Since Netflix's meteoric rise, companies (as well as the market in general) have opened their eyes to the power of on demand and streaming services. This is most important in the US, who up until now (and unlike some other markets) have solely relied on the use of paid cable and scheduled programming. That said, Netflix changed the landscape and since then many others have been trying to find a way to grab a piece of the action. Amazon have in some respects, managed to curve a small portion of the market for themselves with their Instant Video service. Although, the big selling point is that their service comes lumped in with a Prime subscription as an additional benefit. It would be interesting to see how many subscribers the service would have if it was only a standalone product like Netflix.
More recently, Dish announced that they are planning to launch a streaming service dubbed Sling TV. The big selling point for Sling TV is that it will only cost $20 a month, which in stark contrast to the bills some cable companies charge their customers. One way in which Dish are hoping to scoop their share of the streaming market, is to make sure Sling TV is accessible on as many different devices as possible. As such Sling will be available on Amazon devices, android devices, games consoles and so on.
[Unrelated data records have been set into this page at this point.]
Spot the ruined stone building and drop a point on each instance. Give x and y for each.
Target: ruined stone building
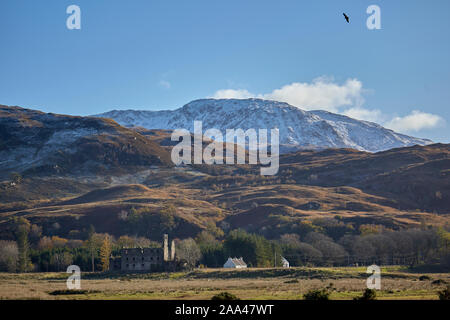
(145, 259)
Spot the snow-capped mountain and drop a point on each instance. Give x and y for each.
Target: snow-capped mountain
(43, 143)
(298, 128)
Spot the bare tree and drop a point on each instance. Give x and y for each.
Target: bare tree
(9, 256)
(188, 250)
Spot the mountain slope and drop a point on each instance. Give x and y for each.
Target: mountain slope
(298, 128)
(43, 143)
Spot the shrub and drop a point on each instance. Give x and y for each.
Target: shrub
(444, 294)
(316, 294)
(369, 294)
(225, 296)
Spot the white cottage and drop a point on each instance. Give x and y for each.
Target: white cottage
(235, 263)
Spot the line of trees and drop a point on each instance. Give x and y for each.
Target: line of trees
(310, 246)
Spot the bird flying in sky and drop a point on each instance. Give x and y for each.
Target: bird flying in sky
(346, 18)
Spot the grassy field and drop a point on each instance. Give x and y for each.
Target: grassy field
(345, 283)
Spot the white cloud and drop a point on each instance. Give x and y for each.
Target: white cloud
(325, 94)
(165, 84)
(322, 93)
(415, 121)
(232, 94)
(360, 113)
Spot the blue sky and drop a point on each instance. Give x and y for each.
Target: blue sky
(161, 54)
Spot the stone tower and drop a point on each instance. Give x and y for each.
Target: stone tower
(172, 250)
(166, 247)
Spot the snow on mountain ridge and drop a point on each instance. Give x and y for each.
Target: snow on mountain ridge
(298, 128)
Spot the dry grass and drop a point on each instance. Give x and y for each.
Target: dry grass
(203, 284)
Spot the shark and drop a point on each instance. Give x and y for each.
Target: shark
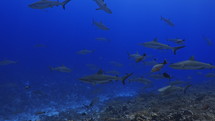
(48, 4)
(191, 64)
(160, 46)
(100, 78)
(103, 6)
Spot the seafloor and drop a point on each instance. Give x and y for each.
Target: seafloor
(198, 104)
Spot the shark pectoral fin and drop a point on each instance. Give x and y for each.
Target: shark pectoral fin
(99, 9)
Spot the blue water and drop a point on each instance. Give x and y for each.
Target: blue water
(64, 32)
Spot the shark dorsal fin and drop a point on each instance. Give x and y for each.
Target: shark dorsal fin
(155, 39)
(192, 58)
(100, 72)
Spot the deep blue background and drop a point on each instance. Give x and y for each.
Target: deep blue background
(65, 32)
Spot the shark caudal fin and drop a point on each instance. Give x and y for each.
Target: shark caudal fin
(186, 88)
(51, 68)
(64, 3)
(174, 49)
(126, 77)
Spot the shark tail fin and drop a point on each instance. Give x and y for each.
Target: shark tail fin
(186, 88)
(161, 17)
(51, 68)
(174, 49)
(64, 3)
(126, 77)
(128, 55)
(165, 61)
(99, 9)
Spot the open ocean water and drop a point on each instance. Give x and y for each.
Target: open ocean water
(107, 60)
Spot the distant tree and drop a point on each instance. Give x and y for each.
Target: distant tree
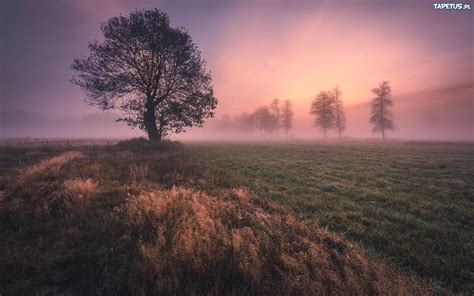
(275, 108)
(322, 108)
(381, 115)
(340, 117)
(150, 71)
(287, 116)
(265, 121)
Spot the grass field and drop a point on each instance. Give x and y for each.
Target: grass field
(410, 202)
(236, 219)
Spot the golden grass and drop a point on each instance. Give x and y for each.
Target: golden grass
(197, 236)
(82, 188)
(62, 235)
(51, 166)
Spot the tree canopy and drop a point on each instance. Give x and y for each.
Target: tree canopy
(153, 73)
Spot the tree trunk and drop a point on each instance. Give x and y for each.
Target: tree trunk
(150, 124)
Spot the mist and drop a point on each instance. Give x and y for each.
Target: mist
(256, 52)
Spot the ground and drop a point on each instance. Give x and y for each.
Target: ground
(412, 202)
(236, 218)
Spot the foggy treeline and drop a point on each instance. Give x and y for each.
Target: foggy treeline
(274, 119)
(327, 109)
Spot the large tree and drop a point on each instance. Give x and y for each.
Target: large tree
(340, 117)
(150, 71)
(381, 115)
(322, 108)
(287, 116)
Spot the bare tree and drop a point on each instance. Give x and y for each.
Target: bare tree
(150, 71)
(265, 121)
(275, 108)
(322, 108)
(340, 117)
(287, 116)
(381, 115)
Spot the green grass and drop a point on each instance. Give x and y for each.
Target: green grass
(141, 218)
(410, 202)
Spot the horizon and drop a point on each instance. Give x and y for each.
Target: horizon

Well, the next company to try their hand at offering a more modern way to access TV content, is Verizon. Lowell McAdam (Verizon CEO) this week announced that during the second half of 2015 they will indeed launch their own their own over-the-top TV streaming service. According to McAdam, the package will not be anywhere as near as varied as other TV package and instead (like Sling TV) will be based on the premise of reduced and concentrated content. As a result McAdam suggested the package offered by Verizon will most likely consist of 20-30 channels. Of course, McAdam did not offer any details on what channels or content would be included. Another interesting caveat of the Verizon service is that it will apparently be "strictly" for mobile streaming. Whether this will be any more successful than Verizon's previous attempt with Redbox is unclear. However, a mobile only reduced content (and presumably reduced price) streaming service is an interesting proposition.